Шеренга новичков держит в вытянутых руках котелки. Каждый получает половник черной бурды, хлеб и кусок сала.
— Жрать и ушами не хлопать! Шустрее, сейчас выход на работу! Пошевеливайтесь, дармоеды! Вы в армии, а не у Вашаты! Я вас так нагну, ребята, что посинеете!
— Товарищ ефрейтор, рядовой Фридль потерял сознание!
— Отнести в лазарет, и не болтаться! Через пять минут, чтоб были здесь!
Рядовой Палоушек обмочился.
— Свинья такая! Что, туалета нет?
— Я… я… меня туда не пустили, потому что убирались… а потом было построение…
— Хватит отговариваться! Вы это нарочно сделали, чтобы снизить боеспособность подразделения! На фронте я бы вас приказал расстрелять!
— Товарищ ефрейтор, разрешите обратиться!
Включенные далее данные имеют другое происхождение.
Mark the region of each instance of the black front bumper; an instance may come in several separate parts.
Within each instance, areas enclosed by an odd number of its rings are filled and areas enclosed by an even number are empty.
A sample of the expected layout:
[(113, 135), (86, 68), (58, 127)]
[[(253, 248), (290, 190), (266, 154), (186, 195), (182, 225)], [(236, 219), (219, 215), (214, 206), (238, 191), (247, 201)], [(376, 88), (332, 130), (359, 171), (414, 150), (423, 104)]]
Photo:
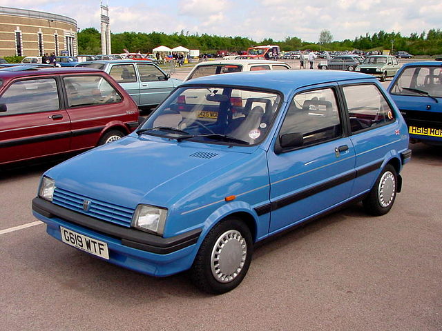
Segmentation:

У рядового Чурды болит печень!
— Почему рядовой Чурда не скажет сам?
— Он боится.
— Потому что он симулянт! Рядовой Чурда, ко мне! Десять приседаний! Хватит! Все ещё болит? Ну вот! Я вас научу, как исполнять воинские обязанности!
Свисток — построение на работу. — Левой! Левой! Левой! Песню запе–вай! Мы лётчики, у нас стальные перья!
Рота за ротой направляются к плацу, чтобы совершенствоваться в боевой подготовке.
Рядовой Влочка идёт равнодушно. На его спокойном лице нельзя прочесть ни одной мысли. Рядовой Ясанек восторженно поёт строевую песню, и следит, чтобы ефрейтор видел, что он поёт. Рядовой Вата смотрит ожесточённо, даже можно сказать, вредительски.
Прямо напротив входа в лазарет Кефалин упал в шикарный обморок.
— Салага, — забубнил Галик, — Эти доценты все салаги! Их бы всех на»Мишлен», чтоб увидели, что такое настоящая работа! Засранцы учёные! Интеллигенты!
Первым, кто получил из дома посылку, стал рядовой Чилпан. Однако он был не первый, кто её открыл. Об этом охотно позаботились Вонявка, Валента и Цимль. В посылке обнаружилось много очень аппетитных лакомств. Рулеты, булки, апельсины.
— Господа, — ликовал Вонявка, — объявляется праздник живота! У Чепички кормят неплохо, но домашняя кухня — это домашняя кухня.
Однако Чилпану все это пришлось не по душе. Он кинулся к посылке и попытался защитить её своим телом, издавая при этом знакомые всем невнятные звуки.
— Гав!.. Э–э, а–а!..
— Чилпан, не дури, — утешал его Вонявка, — Это не какой‑нибудь дзот, а самая обычная посылка, которую мы в дружеской атмосфере съедим. Если будешь себя хорошо вести, дадим тебе булочку.
Чилпану это показалось не слишком великодушным, и он усиленно бился за каждый кусок. Он царапался, кусался и плевался, но но не смог отстоять свое имущество перед превосходящими силами противника. Под конец он разозлился настолько, что к нему частично вернулась речь.
— Я.. я.., — стонал он, — не… нельзя раздавать!
Рядовой Вонявка рассмеялся.
— Так ты, дурила, и не раздаёшь! — наставил он Чилпана, — Мы у тебя просто крадём!